Look, as I write this, I’m eating a salad for lunch. It’s great! Lettuce! Grape tomatoes! Questionably healthy dressing made with yogurt! I’m winning at being an adult. But you better believe that as soon as I finish this heaping pile of health-consciousness, I’m going to go find that last square of these blondies that I hid in the freezer. (On that note, I think I’ve been spending too much time negotiating with a three-year old. Because I definitely gave myself the whole, “If you have a healthy lunch, you may have a treat,” talk.)

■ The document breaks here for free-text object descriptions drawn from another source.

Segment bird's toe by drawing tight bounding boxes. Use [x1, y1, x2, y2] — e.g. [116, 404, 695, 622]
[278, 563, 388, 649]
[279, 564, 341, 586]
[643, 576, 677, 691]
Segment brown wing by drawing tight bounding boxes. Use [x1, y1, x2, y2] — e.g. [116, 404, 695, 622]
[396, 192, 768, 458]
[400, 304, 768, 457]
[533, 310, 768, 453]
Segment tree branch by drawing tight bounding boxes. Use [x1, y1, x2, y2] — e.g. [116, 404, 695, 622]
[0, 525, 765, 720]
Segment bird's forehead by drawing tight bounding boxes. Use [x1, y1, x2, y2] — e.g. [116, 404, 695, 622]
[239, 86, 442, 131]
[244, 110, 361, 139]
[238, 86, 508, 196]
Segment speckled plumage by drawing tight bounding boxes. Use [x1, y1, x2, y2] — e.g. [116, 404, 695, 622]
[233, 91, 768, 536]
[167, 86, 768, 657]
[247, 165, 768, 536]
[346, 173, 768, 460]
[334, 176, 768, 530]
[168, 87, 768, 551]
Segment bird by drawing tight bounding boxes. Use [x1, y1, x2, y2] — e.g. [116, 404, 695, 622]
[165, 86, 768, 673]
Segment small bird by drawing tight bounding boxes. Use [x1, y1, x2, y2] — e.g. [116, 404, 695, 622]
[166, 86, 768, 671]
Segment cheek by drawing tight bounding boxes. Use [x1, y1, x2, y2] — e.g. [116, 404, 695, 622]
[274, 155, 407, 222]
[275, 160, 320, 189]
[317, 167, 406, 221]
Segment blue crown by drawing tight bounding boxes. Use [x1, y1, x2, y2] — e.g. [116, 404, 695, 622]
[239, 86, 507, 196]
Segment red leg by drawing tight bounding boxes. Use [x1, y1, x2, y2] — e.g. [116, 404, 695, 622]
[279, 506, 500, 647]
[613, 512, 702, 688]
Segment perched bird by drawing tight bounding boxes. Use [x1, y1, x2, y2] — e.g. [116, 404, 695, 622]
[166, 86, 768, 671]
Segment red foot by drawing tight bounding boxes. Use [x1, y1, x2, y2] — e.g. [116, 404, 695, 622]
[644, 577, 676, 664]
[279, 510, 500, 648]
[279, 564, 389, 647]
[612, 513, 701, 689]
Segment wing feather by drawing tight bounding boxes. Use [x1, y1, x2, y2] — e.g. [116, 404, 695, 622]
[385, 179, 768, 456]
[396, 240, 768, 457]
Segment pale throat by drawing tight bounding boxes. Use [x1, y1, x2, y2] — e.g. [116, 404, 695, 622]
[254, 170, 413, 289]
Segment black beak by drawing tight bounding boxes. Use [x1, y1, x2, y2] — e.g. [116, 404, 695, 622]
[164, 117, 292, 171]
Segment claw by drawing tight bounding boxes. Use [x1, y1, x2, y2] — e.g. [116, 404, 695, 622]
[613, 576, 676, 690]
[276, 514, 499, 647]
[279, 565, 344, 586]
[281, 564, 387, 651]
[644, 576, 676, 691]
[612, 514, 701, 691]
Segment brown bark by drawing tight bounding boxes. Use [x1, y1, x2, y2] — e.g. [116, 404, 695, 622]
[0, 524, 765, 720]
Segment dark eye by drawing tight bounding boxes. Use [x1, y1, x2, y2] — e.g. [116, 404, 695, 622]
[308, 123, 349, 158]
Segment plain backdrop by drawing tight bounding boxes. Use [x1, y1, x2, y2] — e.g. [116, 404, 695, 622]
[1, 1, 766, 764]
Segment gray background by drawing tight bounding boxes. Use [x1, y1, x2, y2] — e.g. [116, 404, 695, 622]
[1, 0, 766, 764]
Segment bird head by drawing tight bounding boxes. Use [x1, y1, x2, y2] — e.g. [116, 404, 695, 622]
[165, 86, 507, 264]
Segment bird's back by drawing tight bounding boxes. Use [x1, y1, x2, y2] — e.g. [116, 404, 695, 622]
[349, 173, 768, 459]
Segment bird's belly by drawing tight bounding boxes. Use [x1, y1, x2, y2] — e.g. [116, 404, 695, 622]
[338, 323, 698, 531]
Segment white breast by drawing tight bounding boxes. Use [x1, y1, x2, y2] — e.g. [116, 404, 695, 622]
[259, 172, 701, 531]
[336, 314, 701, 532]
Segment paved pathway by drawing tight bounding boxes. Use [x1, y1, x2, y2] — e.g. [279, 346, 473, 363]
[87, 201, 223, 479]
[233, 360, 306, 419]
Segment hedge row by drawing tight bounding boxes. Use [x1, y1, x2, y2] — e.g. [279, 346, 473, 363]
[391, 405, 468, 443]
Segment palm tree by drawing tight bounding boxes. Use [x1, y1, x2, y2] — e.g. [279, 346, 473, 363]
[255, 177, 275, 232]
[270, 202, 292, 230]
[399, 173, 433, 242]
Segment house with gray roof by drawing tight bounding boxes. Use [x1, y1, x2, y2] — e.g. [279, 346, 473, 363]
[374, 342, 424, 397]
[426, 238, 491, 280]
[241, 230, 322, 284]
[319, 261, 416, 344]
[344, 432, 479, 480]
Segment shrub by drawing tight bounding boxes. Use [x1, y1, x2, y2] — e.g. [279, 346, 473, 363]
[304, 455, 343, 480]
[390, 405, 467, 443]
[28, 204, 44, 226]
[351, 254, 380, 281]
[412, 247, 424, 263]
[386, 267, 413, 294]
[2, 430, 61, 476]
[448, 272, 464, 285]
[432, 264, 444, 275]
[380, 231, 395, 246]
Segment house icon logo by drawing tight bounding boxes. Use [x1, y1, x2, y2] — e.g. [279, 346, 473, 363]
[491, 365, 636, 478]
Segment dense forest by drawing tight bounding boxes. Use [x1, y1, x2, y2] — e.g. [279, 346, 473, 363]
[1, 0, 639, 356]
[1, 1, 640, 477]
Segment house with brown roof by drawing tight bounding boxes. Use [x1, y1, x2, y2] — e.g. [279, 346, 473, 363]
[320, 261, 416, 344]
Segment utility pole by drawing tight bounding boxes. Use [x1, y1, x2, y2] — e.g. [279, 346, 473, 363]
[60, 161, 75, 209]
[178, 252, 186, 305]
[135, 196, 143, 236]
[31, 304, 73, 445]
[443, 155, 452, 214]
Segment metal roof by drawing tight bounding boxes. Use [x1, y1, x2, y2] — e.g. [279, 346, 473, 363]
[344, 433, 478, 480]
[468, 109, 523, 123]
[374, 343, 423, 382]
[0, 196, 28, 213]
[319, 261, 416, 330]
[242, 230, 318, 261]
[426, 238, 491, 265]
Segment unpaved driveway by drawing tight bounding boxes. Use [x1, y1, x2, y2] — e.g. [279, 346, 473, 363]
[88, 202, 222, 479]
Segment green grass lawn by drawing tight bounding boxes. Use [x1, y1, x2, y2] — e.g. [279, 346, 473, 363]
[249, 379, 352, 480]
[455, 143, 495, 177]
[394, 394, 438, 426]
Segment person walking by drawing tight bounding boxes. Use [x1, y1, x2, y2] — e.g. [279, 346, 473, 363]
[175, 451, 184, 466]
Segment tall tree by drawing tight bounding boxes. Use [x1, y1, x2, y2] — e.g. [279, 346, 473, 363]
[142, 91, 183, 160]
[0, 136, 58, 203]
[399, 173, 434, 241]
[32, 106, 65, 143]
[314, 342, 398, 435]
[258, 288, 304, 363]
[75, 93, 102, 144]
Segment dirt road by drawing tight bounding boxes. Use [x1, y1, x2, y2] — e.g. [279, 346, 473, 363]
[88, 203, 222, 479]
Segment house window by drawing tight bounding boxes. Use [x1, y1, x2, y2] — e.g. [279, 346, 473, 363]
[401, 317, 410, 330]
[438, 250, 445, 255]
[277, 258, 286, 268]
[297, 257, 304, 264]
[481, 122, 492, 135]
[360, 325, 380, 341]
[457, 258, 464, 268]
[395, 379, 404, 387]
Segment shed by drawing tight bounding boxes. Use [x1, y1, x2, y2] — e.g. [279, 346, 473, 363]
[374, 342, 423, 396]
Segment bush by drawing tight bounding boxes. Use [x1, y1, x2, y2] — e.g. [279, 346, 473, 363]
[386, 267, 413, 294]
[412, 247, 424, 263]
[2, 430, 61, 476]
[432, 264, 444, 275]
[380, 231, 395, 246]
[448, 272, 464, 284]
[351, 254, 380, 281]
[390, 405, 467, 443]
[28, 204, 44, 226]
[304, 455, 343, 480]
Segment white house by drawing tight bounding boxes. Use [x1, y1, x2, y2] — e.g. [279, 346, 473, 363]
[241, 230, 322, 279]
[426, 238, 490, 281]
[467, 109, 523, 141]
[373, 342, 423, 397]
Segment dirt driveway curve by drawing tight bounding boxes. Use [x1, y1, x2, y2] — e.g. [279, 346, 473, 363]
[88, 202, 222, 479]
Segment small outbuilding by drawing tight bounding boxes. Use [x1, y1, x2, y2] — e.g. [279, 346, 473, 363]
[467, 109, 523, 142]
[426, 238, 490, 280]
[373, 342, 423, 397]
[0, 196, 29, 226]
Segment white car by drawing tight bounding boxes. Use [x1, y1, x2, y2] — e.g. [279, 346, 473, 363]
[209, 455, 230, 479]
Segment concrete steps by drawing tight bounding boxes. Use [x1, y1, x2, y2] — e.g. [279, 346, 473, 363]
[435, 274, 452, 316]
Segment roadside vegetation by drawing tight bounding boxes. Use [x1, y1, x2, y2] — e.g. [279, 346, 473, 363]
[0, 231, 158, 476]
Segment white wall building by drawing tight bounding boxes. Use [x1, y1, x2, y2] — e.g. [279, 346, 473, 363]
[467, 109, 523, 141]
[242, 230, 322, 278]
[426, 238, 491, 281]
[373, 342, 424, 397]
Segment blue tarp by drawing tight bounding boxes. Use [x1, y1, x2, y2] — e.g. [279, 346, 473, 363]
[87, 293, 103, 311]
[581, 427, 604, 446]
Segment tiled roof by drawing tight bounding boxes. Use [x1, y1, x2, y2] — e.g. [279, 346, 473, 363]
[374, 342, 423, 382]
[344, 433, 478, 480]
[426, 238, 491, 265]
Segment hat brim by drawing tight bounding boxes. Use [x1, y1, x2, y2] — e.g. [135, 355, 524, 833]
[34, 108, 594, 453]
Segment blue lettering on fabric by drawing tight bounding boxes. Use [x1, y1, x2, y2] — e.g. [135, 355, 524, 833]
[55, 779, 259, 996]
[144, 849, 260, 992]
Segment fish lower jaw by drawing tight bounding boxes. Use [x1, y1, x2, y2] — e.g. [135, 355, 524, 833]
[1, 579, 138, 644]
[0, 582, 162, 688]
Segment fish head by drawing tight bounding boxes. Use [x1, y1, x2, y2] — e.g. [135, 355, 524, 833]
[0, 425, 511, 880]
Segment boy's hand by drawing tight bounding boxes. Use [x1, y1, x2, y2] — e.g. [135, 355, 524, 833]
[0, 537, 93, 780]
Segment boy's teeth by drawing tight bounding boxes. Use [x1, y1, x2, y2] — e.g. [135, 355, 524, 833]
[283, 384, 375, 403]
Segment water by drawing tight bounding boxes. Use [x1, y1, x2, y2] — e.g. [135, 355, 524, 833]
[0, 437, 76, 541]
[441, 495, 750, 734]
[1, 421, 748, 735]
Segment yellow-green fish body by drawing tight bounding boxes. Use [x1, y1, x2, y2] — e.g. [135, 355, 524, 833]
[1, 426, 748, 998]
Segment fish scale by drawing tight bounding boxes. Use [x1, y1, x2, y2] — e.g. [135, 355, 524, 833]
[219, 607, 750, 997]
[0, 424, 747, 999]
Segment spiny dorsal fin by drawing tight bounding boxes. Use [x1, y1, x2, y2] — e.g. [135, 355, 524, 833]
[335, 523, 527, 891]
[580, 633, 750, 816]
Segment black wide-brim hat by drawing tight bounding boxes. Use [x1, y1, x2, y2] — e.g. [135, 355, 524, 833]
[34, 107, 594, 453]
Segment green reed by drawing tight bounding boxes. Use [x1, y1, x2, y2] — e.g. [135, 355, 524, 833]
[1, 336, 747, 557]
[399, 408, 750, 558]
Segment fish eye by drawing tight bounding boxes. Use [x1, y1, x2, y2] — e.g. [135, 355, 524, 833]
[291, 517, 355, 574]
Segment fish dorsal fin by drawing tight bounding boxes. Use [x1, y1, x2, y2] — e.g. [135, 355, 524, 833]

These blondies, though, you guys. I never considered that I’d like blondies- they held zero appeal for me. I think I saw one too many pinterest pins for things like “1 ingredient blondies!” and “strawberry creme swirl blondies,” so I kind of wrote off the whole genre. I had no idea what I was missing. These brown butter blondies are chewy-centered, intensely vanilla flavored, studded with tiny puddles of molten chocolate, and spiked by the occasional pop of salt. Then there’s that thing that only the best baked goods too- that paper-thin, crackly crust that breaks into a million shards when you cut them into squares. Don’t you always just want to lick those bits right off the top?! No? Just me? Ok. And did I mention that if you tuck them in the freezer, and maybe lack the self-control to let them thaw before gobbling them down again, they actually taste like frozen cookie dough?! I might actually just stop writing about desserts because I’ve found the perfect one.
Just kidding. But I could! So that is why, despite the plethora of gorgeous farm to table concoctions that I should be sharing with you at the moment, I had to tell you about these blondies. They’re perfect for just about any occasion, including, but not limited to: Picnics! BBQs! Birthday parties! 4th of July cookouts! Wednesday nights staying at home folding laundry! And if it makes you feel better, I feel like these would be pretty fantastic topped with a scoop of vanilla ice cream and some fresh, seasonal berries.
Brown Butter Blondies
The original recipe is fantastic, but it calls for like 5 different bowls, and ain't nobody got time for that. I majorly simplified, and I don't think the finished product suffers in any discernible way. Also, it calls for chocolate chips, which are great, but nothing can beat that liquidy melt you get from chunks of good dark chocolate, in my opinion. Your call.
Ingredients
- 2 sticks (1 cup) unsalted butter
- 4 teaspoons good-quality vanilla extract
- 1 3/4 cups brown sugar
- 2 eggs
- 2 cups all-purpose flour
- 1 teaspoon kosher salt
- 6 oz chopped dark chocolate
Instructions
- Melt the butter in a medium-sized saucepan, swirling it around occasionally. It will foam up, just keep swirling. When the foam subsides a bit and you are starting to see the flecks on the bottom of the pan darken and it starts to smell like toasted nuts, it's ready. Pour the butter into a large bowl and let it cool for a minute or two.
- Heat oven to 350° F.
- Line an 8" square pan with tin foil and set aside.
- Now, add the brown sugar and vanilla to the brown butter and whisk until combined. Then add the eggs and whisk quickly until incorporated. Switch to a spoon and stir in the flour and salt. Then, gently stir in the chocolate.
- Spread dough evenly into your prepared baking pan. Bake for 25 to 30 minutes. They are done when the top is firm and crackly, and the edges are firm. Cool completely before removing from the pan. (I mean, you should definitely do this, but I'm not going to sit in judgment if you feel the need to cut into them while still warm, so that the chocolate comes oozing out a bit, ok?) Cut into squares and serve, or store in an airtight container for a few days.